While we think the new round of rate increases is reasonable and can be justified, there are some disturbing signs on the horizon that costs could climb even higher.
One is that state legislatures seem increasingly bent on pushing so-called anti-managed care measures, which, if passed, could boost health plan costs.
In addition, hospitals in many areas of the country are merging, which will reduce the leverage HMOs and other health care purchasers have during rate negotiations.
At the same, the federal government seems almost certain to scale back expected increases in Medicare payments to providers. Those providers will no doubt try to boost fees for those covered under employer plans to compensate for the lower Medicare payments.
Before employers panic, however, they should realize there is still much they can do to restrain cost increases.
Many employers, for example, still offer too many HMOs to employees, reducing their own buying leverage with those plans. Other employers still haven't done enough-such as through plan design changes-to encourage their employees to use their managed care plans.

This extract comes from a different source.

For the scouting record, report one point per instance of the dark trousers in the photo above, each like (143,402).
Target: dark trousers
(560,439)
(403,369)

And yet other employers have not taken advantage of business health care coalitions in their areas, which as a group can more effectively negotiate with providers than any individual employer can.
Finally, many employers, despite having the resources to do so, have not examined provider practice patterns to determine the most effective providers in their communities, in terms of both price and quality.
In short, before sounding the alarm about a potential return to soaring cost increases, employers first have to be sure they are doing all they can to assure cost increases remain low. We think they will find they still wield considerable control over their costs.